Ação militar praticada em período de guerra constitui ato de império; não se submete, portanto, ao Poder Judiciário nacional. A conclusão é da Quarta Turma do Superior Tribunal de Justiça, ao negar provimento ao recurso especial por meio do qual descendentes de vítima de barco afundado por alemães em Cabo Frio, no Rio de Janeiro, durante a Segunda Guerra Mundial pretendiam obter reparação pela agressão bélica sofrida por uma embarcação brasileira nas águas territoriais do Brasil
Cinco netos e um genro de Apúlio Vieira de Aguiar entraram na Justiça, com uma ação de indenização por danos morais e materiais contra a República Federal da Alemanha, pela morte do avô e sogro, ocorrida em julho de 1943. Segundo consta do pedido, o barco de pesca em que estava a vítima, Changri-lá, teria sido afundado por um submarino de guerra alemão (U-199) que patrulhava a costa brasileira, mais precisamente o litoral de Cabo Frio – RJ.
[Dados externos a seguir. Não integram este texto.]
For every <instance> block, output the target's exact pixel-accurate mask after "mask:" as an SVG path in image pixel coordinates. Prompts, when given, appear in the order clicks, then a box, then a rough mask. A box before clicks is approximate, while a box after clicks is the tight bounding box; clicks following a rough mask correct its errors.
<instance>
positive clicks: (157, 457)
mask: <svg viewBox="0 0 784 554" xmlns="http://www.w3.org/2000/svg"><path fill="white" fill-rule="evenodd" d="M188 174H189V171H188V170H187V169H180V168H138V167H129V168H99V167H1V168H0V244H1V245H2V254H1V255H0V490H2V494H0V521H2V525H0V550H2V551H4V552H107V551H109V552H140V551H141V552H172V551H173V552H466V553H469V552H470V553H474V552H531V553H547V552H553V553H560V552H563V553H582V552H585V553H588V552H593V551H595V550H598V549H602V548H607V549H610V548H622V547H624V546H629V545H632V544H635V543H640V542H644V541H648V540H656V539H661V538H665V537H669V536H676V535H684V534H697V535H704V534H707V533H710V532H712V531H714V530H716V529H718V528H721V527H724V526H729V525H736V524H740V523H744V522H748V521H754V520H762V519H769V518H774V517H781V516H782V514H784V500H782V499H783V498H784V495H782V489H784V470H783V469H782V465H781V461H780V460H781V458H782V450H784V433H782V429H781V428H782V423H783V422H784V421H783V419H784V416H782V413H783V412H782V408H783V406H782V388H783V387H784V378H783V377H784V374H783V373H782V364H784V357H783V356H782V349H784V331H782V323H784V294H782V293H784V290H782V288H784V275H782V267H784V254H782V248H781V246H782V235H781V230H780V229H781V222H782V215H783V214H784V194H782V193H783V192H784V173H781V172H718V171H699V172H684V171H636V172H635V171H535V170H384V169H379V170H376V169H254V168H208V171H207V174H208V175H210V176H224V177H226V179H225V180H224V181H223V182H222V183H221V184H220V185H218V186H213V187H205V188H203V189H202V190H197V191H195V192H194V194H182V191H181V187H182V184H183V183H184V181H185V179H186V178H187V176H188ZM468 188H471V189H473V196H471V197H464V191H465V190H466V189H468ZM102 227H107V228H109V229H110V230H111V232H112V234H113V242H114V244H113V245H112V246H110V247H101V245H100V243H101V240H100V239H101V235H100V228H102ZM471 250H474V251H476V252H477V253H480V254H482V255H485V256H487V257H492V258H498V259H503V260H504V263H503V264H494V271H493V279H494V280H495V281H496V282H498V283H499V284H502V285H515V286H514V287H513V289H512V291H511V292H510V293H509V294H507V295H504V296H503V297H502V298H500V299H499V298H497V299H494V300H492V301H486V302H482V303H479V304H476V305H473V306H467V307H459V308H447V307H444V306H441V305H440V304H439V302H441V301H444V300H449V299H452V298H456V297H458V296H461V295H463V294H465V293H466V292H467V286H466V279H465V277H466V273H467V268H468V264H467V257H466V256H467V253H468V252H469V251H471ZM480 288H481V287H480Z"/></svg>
De acordo com o processo, mais de 20 navios teriam sido torpedeados pelos alemães, sendo certo que nunca foram encontrados corpos ou restos mortais da vítima ou das demais pessoas que estavam no barco, mas apenas destroços que chegaram à praia, com sinais de explosão, levando à conclusão de que ele teria sido mesmo abatido por um dos vasos de guerra alemães. Posteriormente, o submarino foi abatido pela Marinha de Guerra brasileira e os sobreviventes (prisioneiros) resgatados e encaminhados aos Estados Unidos, onde teriam confessado o afundamento do barco em que se encontrava a vítima.
Em fevereiro de 1944, o Tribunal Marítimo arquivou o caso, concluindo pela ausência de provas de que o Changri-lá fora abatido por submarino de guerra alemão. Quase seis décadas depois, em 31 de julho de 2001, o Tribunal Marítimo, a pedido da Procuradoria da Marinha, reabriu o processo após tomar conhecimento de documentos que comprovariam o naufrágio do Changri-lá provocado pelo submarino de guerra alemão.
Em primeira instância, o processo foi extinto sem julgamento do mérito, pois, ao ser acionada, a embaixada alemã no Brasil afirmou que são inválidas e ineficazes as citações recebidas referentes às ações de ressarcimento de danos contra a República Federal da Alemanha. “As presentes citações dizem respeito a uma ação de soberania do Estado alemão. O Brasil não possui jurisdição sobre os atos de império (acta iure imperii) praticados por outros países. O encaminhamento de tais citações é, portanto, indevido”, afirmou o documento.
Em apelação, a defesa dos netos e do genro afirmou não ter havido declaração expressa da ré acerca de sua imunidade, que não pode ser tácita. Ainda segundo o advogado, ainda que se aplicasse a imunidade de jurisdição, não é ela incidente no caso, pois os fatos ocorridos no território do Estado do foro violam direitos humanos e são pobres os autores, não podendo exercer o direito de ação no estrangeiro. Os autos foram encaminhados ao Tribunal Regional Federal (TRF) da 2ª Região e, em seguida, remetidos ao STJ sob a forma de recurso ordinário, em obediência à regra expressa do artigo 105, II, letra "c", da Constituição Federal.
Após examinar o pedido, o ministro Fernando Gonçalves, relator do caso, votou, negando provimento. “A imunidade acta jure imperii é absoluta e não comporta exceção à guisa da pobreza dos autores ou porque os fatos ocorreram no território nacional ou ainda porque se trata de direitos humanos. O respeito à soberania do Estado estrangeiro é um preceito maior e anterior a essas questões. Curvar um Estado à soberania de um outro só por renúncia, por guerra ou por acordo ou tratado bilateral”, justificou o ministro. A Turma concordou por unanimidade.